Bank retirees, insurance company spar over mediclaim policy

Vinson Kurian Thiruvananthapuram | Updated on January 22, 2018


Pensioners demand benefits regular staff get, but insurer says terms of the policy are different

Bank pensioners and retirees have expressed fears over the fate of a medical insurance scheme introduced as part of the 10th bipartite settlement.

The stance of United India Insurance, which is implementing the scheme, has caused a lot of anguish, says the All-India Bank Pensioners’ and Retirees’ Confederation.

SR Sengupta, General Secretary of the Confederation, has written to the Chairman of Indian Banks’ Association (IBA) demanding that retirees be granted identical insurance benefits as regular employees “as agreed by the bipartite settlement”.

Advisory to banks

The insurance company has, in its advisory to banks on November 13, gone back on the terms of the policy already agreed upon and to which premium has already been paid by the respective banks, Sengupta said.

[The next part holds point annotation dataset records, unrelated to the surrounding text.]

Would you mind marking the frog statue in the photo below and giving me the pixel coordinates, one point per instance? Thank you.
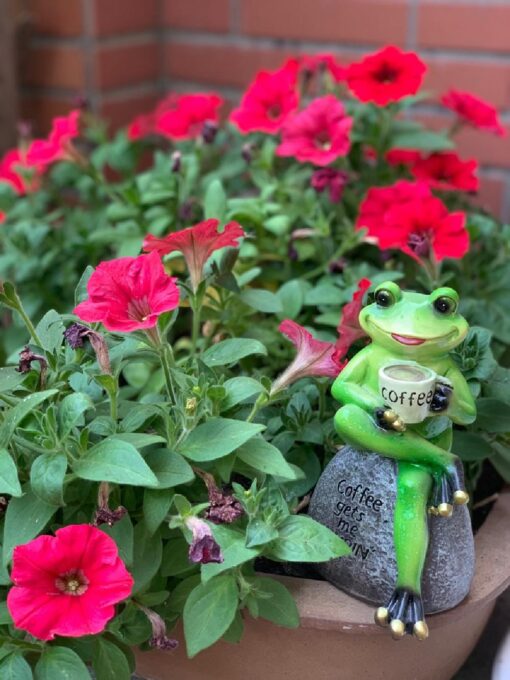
(420, 330)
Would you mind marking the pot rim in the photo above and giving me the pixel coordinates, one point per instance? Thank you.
(322, 606)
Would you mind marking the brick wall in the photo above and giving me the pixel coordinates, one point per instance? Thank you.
(125, 53)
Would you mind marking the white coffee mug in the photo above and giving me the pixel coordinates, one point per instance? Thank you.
(407, 388)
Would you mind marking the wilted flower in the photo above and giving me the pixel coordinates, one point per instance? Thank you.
(196, 244)
(314, 357)
(67, 584)
(203, 548)
(129, 293)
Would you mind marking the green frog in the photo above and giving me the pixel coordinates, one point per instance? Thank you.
(419, 328)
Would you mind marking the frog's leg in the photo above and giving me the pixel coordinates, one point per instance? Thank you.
(404, 611)
(359, 428)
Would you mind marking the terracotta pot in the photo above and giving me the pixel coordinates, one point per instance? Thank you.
(337, 639)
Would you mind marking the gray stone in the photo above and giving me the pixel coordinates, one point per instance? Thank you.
(370, 572)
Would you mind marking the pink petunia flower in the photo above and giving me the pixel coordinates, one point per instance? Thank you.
(67, 584)
(314, 357)
(474, 111)
(203, 548)
(196, 244)
(129, 293)
(319, 134)
(58, 145)
(348, 327)
(269, 100)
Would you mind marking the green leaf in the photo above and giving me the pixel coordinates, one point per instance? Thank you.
(232, 543)
(169, 467)
(215, 201)
(209, 612)
(50, 330)
(231, 351)
(9, 482)
(262, 300)
(492, 415)
(109, 662)
(15, 415)
(156, 505)
(275, 603)
(47, 477)
(24, 519)
(80, 293)
(60, 663)
(14, 667)
(147, 555)
(116, 461)
(302, 539)
(263, 456)
(71, 411)
(216, 438)
(239, 389)
(422, 140)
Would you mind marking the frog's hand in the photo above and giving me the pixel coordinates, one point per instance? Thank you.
(350, 387)
(461, 408)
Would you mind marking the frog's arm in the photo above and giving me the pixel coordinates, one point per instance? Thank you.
(350, 386)
(462, 408)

But United India Insurance has vehemently contested this. It is not as if a cover already granted is being taken off, top sources in the company told BusinessLine.

The controversy is borne out of inadequate understanding of the policies that apply separately to employees and retired persons.

Different footing

These policies have been devised on a footing different from each other. For instance, employees join as a group and the banks pay the premium.

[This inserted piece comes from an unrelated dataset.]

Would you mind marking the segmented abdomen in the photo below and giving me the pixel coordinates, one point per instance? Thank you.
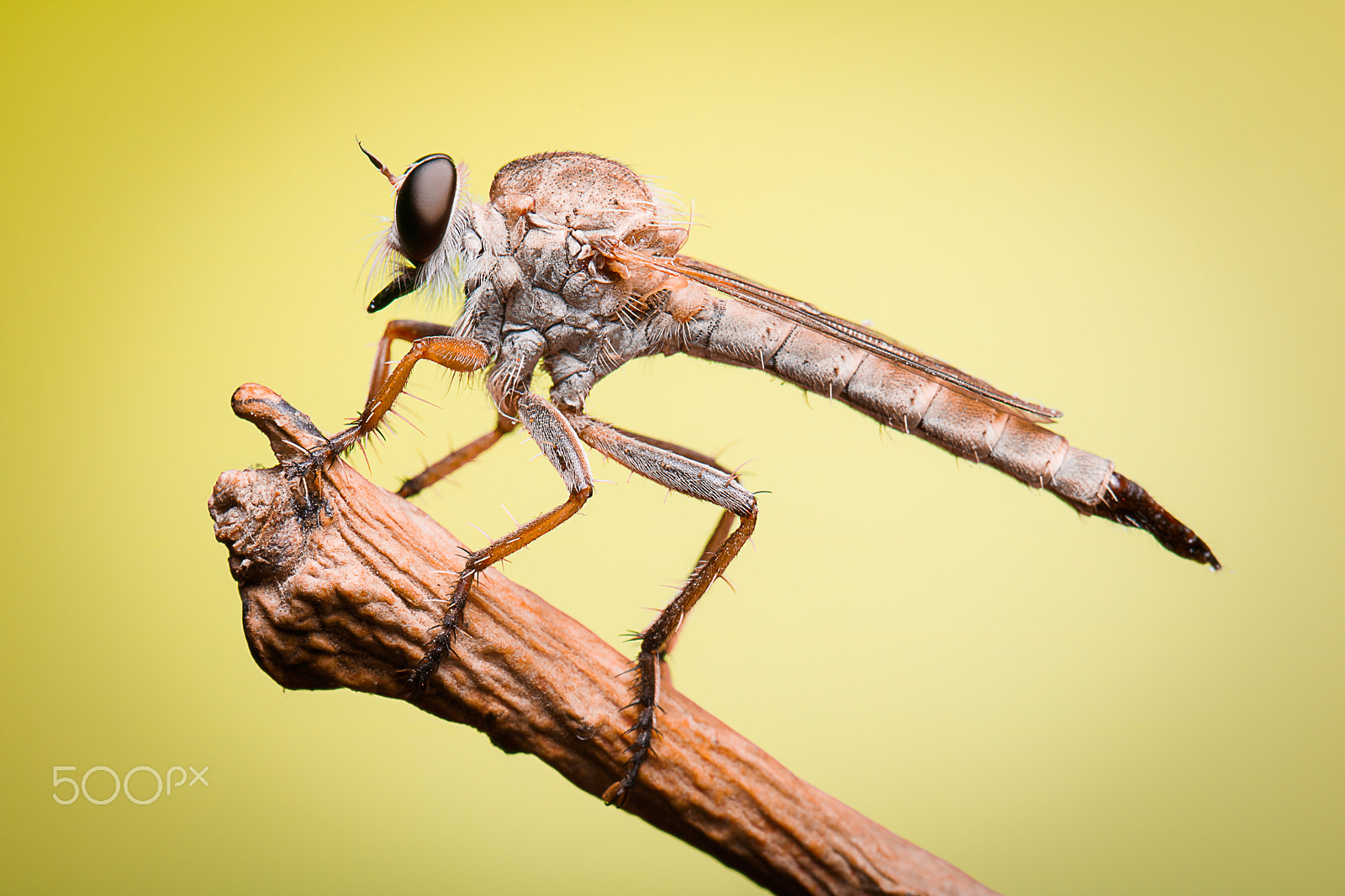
(899, 397)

In the case of retired persons, it is optional for banks to do this.

Some of them probably provide a subsidy to the insured but others don’t. Mostly, the retirees are on their own, and are required to pay the premium individually.

The two covers cannot be compared since they have been different from day one.

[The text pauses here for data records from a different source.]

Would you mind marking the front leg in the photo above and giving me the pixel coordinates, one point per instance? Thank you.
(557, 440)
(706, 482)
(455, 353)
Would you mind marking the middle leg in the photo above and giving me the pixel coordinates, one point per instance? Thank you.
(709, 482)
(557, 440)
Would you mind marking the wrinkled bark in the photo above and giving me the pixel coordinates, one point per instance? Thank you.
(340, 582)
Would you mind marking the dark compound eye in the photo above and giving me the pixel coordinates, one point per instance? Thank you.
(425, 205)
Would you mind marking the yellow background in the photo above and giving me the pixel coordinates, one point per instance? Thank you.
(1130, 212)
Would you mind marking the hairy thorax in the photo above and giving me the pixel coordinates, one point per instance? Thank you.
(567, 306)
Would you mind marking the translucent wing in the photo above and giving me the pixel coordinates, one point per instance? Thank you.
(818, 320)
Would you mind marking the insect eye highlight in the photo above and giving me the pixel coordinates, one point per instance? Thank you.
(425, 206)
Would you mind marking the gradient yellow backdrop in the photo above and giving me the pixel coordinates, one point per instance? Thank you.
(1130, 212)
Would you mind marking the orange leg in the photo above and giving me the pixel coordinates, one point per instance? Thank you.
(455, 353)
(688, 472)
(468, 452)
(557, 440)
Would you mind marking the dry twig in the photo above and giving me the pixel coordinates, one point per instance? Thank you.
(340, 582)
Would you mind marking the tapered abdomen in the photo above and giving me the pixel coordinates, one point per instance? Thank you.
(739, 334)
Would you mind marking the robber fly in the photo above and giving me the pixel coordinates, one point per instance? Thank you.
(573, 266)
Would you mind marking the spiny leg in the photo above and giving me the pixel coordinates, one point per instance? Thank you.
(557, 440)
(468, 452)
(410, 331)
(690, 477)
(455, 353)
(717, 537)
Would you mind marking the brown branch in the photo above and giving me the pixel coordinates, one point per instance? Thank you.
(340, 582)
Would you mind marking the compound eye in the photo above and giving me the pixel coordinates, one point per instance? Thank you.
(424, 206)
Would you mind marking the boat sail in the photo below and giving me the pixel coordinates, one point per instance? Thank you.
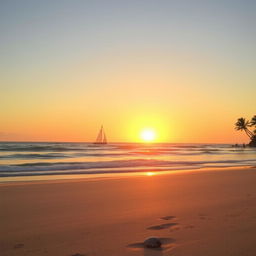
(101, 138)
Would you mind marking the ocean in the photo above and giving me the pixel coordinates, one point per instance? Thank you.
(33, 160)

And this had been conveyed to the banks and the unions separately. The issue here is that the retirees want the same policy as the regular employees, sources said. Sengupta agreed saying banks could decide on sharing/bearing the premium payable for retirees.

IBA agreements

But the Department of Financial Services wants banks to bear the entire premium for both serving and retired employees, he claimed.

He also said that the company had in presentations made at different centres explained the highlights of the policy for retirees.

These included coverage of pre-existing diseases; no entry age bar; cover for critical illnesses; domiciliary treatment on submission of medical prescription every 90 days; coverage for treatment under all systems of medicines.

The IBA had separately entered into agreements with employees’ unions and officers’ organisations to the effect that an insurance cover similar to that of serving employees would be extended to the retirees as well, Sengupta said.